Reproducibility notebooks
notebooks/
├── 01_earthquake_b_value.ipynb # USGS catalog → b ≈ 1.0 (G-R + Aki MLE)
├── 02_stockmarket_inverse_cubic.ipynb # S&P 500 |daily return| → α ≈ 3
├── 03_defi_cross_protocol.ipynb # Aave + Compound + Maker → α ∈ [1.57, 1.68]
├── 04_neural_avalanches.ipynb # mouse cortex → τ ≈ 2.58
└── 05_universal_collapse_demo.ipynb # 7-system shape-normalized collapse
Run any notebook end-to-end:
jupyter nbconvert --to notebook --execute notebooks/01_earthquake_b_value.ipynb \
--ExecutePreprocessor.timeout=600
Citation
If you use soc-pipeline in academic work, please cite:
@article{structural_isomorphism_2026,
author = "Structural Isomorphism Project",
title = "Cross-domain self-organized criticality: a 13-system validation suite",
year = 2026,
note = "Preprint, arXiv:TODO",
url = "https://github.com/dada8899/structural-isomorphism"
}
And the underlying methods:
- Clauset, A., Shalizi, C. R., & Newman, M. E. (2009). Power-law distributions in empirical data. SIAM Review, 51(4), 661–703.
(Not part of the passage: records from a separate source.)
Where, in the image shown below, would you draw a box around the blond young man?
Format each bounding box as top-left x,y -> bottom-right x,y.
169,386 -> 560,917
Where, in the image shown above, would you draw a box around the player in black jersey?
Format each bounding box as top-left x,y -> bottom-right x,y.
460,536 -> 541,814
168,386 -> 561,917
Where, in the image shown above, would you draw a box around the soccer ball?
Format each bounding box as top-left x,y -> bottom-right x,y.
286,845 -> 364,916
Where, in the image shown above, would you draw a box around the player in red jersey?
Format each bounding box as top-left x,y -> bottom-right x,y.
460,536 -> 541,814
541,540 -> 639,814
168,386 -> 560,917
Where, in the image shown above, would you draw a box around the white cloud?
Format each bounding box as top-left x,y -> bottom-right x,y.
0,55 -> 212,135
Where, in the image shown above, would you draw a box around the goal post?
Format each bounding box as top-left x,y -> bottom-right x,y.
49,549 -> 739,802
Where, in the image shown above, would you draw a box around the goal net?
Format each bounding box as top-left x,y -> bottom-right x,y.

- Alstott, J., Bullmore, E., & Plenz, D. (2014). powerlaw: a Python package for analysis of heavy-tailed distributions. PLoS ONE, 9(1), e85777.
- Vuong, Q. H. (1989). Likelihood ratio tests for model selection and non-nested hypotheses. Econometrica, 307–333.
- Aki, K. (1965). Maximum likelihood estimate of b in the formula log N = a − bM. Bull. Earthq. Res. Inst., 43, 237–239.
License
MIT — see LICENSE.
Status
Beta. API may change before 1.0. Issue tracker on GitHub welcomes bug reports and contributions, especially from new domains (please open an issue with a public dataset link).